In the 17th century, the French Empire expanded rapidly in America as a result of various expeditions. But this was short-lived because of the wars that opposed France and England in the 18th century. France ceded Acadia, Newfoundland and lands surrounding the Hudson Bay in 1713, then the entire North American colony in 1763. New France was surrendered under the Treaty of Paris signed in 1763, and British troops took over both Québec and Montréal in 1759 and 1760.

After the Conquest, the French Canadians waived their rights and powers and claims to property. The Rebellions of 1837 and 1838 under the Russell Resolutions (refusal of self-government) ended in a massive military repression, and three years later, led to the unification of Upper and Lower Canada under one government.
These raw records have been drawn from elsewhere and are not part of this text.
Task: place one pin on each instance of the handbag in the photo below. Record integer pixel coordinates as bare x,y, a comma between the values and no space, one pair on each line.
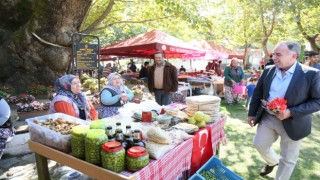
238,89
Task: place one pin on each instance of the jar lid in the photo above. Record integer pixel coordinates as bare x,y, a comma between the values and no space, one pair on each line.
80,129
112,146
137,151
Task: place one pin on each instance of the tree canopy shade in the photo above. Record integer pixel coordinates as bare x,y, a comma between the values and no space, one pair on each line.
145,45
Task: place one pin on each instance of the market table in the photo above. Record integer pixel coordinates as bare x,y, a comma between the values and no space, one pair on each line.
173,165
179,163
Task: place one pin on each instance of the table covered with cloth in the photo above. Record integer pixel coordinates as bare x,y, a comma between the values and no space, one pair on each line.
179,163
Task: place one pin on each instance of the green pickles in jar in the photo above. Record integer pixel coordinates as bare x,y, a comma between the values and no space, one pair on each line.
113,156
137,158
93,143
78,140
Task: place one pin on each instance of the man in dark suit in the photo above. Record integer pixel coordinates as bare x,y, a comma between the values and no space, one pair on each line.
300,86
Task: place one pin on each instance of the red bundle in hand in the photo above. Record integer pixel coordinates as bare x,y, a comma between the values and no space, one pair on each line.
277,105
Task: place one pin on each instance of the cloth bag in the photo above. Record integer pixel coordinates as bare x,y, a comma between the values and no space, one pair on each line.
238,89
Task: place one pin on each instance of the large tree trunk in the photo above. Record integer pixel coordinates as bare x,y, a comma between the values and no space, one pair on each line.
38,51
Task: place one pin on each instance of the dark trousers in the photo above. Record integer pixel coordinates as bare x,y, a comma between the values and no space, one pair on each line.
162,97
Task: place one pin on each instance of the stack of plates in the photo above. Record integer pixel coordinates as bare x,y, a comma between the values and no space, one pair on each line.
207,104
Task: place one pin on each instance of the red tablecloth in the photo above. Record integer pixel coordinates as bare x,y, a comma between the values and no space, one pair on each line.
205,143
182,161
173,165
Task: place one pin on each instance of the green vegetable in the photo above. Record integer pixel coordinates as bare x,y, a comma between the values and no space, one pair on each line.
137,163
114,161
93,142
78,141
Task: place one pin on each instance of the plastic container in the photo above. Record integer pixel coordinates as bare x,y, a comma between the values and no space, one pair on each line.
113,156
78,137
215,168
49,137
93,143
137,158
98,124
The first democratic government under the Act of Union was made up of a coalition of reformers headed by Robert Baldwin and Louis-Hippolyte Lafontaine in 1848.

From 1864, the British colonies were contemplating a political union. Strongly supported by George-Étienne Cartier and John Alexander Macdonald, Confederation was achieved in 1867 under the new name of Dominion of Canada in the British North America Act, consisting of the united Province of Canada, divided to form the provinces of Québec and Ontario, and Nova Scotia and New Brunswick.

The last twenty years of the 19th century were marked by far-reaching changes: industrialization and urbanization, and population shifts to the United States. Those trends increased greatly in the first decades of the 20th century. Montréal was now the main industrial centre of Québec and was becoming a metropolis, greatly contributing to the development of the West.

On the political scene, the Conservative Party had been in the forefront from Confederation to 1896, but the Liberal Party gained firm ground from 1896 to 1936. Industrialization was increasing at a rapid pace, and the Liberal Party fully supported it. That view was not shared by all, and many nationalists and members of the clergy were opposed to massive industrialization, favoring instead a more conservative society.

Conscription in both World War I and II, sparked lively debate among French Canadians, who opposed it, as they felt little attachment to England. Due to the Depression in the 1930s, the federal government became actively involved in the economic management of provinces and in the centralization of powers, to the detriment of Québec autonomy. This trend accelerated because of World War II, thus paving the way for incessant warfare between the central government and provincial governments, which is characteristic of the second half of the 20th century.

1Covers the Canadian figures in the exhibition.